Recent years have seen considerable progress in the field of Superheavy Element Research. However, more sensitive experiments are needed, which demand further technical developments. Therefore we plan to organize a workshop to bring together leading experts from the relevant fields, summarize the present status of research and outline goals for future studies and for the benefit of young researchers. Central topic of the discussions will be to explore the possibilities for an upgrade of the UNILAC into direction of higher beam intensities and DC beams, which will allow to perform more sensitive experiments at a shorter measuring time.


Objective of the Workshop

The recent successful experiments in the field of Superheavy Element Research have clearly revealed first important information on the stability of these nuclei and how they can be produced. However, these experiments also demonstrated the current limitations. The production cross-sections decrease to values of about one picobarn for the heaviest elements, which at GSI requires irradiation times of several weeks using present day technology. The limitations could be overcome by an upgrade of the UNILAC into direction of higher beam intensities and DC beams. How the modernization could be technically achieved so that the unique source of information on nuclear interaction can further be explored, is the main aim of the workshop.

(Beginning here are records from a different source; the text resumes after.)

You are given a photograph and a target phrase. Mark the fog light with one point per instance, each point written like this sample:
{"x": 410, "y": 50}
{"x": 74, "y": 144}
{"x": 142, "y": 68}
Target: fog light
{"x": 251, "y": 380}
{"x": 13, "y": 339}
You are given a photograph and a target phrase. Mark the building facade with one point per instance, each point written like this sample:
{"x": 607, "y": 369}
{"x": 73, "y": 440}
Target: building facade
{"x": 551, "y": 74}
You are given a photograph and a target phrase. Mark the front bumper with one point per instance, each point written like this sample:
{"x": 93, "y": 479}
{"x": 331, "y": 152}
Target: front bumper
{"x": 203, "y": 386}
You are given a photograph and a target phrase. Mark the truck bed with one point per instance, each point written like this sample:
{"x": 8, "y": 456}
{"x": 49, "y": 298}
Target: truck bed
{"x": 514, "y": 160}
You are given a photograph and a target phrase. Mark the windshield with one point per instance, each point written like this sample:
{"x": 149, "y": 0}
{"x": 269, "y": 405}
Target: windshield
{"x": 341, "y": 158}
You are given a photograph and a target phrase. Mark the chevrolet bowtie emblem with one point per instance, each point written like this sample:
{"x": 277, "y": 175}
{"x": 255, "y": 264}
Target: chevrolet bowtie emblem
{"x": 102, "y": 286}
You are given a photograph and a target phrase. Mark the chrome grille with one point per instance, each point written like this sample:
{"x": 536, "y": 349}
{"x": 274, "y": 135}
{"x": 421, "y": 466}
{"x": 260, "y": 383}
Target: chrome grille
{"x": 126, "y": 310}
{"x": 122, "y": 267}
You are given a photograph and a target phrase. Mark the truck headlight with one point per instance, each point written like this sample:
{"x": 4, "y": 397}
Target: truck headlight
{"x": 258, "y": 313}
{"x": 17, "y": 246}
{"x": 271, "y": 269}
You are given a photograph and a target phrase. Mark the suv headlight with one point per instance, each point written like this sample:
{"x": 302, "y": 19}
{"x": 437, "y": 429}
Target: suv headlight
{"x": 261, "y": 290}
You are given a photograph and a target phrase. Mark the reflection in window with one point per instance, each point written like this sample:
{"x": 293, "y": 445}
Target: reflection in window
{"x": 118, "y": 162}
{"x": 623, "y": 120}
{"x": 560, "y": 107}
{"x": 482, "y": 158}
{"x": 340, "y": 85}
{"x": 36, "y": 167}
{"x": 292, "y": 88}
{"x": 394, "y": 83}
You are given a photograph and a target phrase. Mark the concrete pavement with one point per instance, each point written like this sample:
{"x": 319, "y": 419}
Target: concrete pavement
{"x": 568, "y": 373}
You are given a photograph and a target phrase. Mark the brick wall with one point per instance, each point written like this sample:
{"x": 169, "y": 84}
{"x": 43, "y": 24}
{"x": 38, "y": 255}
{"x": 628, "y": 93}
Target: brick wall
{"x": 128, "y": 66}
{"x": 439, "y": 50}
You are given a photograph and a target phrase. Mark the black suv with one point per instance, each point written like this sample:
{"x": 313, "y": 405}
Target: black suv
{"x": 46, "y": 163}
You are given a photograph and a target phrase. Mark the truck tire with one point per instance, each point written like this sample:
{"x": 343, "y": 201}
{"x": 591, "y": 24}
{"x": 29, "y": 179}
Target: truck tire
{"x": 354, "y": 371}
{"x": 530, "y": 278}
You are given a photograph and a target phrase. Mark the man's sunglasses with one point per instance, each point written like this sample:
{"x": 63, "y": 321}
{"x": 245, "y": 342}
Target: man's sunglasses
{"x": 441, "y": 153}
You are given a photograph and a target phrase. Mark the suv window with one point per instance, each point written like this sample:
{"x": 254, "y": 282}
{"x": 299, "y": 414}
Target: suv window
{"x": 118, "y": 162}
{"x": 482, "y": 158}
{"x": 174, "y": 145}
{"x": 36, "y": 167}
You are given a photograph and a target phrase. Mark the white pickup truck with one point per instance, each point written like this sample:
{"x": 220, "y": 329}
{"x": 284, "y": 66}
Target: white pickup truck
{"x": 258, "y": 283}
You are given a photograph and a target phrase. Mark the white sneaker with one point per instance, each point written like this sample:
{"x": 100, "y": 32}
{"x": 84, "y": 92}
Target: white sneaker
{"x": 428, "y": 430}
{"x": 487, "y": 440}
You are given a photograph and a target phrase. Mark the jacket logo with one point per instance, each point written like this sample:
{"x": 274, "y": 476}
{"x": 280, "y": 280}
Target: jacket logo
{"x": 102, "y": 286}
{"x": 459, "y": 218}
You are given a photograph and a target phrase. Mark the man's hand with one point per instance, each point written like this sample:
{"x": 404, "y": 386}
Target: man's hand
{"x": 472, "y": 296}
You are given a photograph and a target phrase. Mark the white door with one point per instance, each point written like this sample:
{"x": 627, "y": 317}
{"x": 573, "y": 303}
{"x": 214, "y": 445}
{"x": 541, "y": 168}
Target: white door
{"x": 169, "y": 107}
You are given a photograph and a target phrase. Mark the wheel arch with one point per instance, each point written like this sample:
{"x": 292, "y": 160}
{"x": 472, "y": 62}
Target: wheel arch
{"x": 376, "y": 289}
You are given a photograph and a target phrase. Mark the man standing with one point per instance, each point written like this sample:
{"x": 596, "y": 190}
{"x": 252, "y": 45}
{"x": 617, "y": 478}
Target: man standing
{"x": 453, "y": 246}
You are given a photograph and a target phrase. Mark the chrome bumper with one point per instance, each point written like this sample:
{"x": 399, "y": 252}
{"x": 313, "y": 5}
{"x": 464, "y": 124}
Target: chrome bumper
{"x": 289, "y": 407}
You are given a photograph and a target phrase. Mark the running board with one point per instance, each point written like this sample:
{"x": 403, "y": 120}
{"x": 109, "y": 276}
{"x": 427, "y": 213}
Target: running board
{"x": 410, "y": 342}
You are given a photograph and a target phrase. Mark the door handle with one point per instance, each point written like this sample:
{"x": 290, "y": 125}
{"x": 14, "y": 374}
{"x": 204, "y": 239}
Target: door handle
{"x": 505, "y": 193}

Key scientists from major laboratories working in the fields of Superheavy Element Synthesis, ion-source developments and accelerator physics (FLNR Russia, LBNL USA, RIKEN Japan, GANIL France, JYFL Finland, IMP China, and GSI Germany) will be invited to present their views, plans, developments, etc. towards the Superheavy Element Program at their laboratory. Studies of Superheavy Elements with respect to their nuclear and atomic structure, chemical properties and high precision mass measurements will be topics of the workshop.

The discussion of the experimental program will be accompanied by contributions from leading theorists presenting the most recent developments in the fields of nuclear structure calculations and reaction dynamics.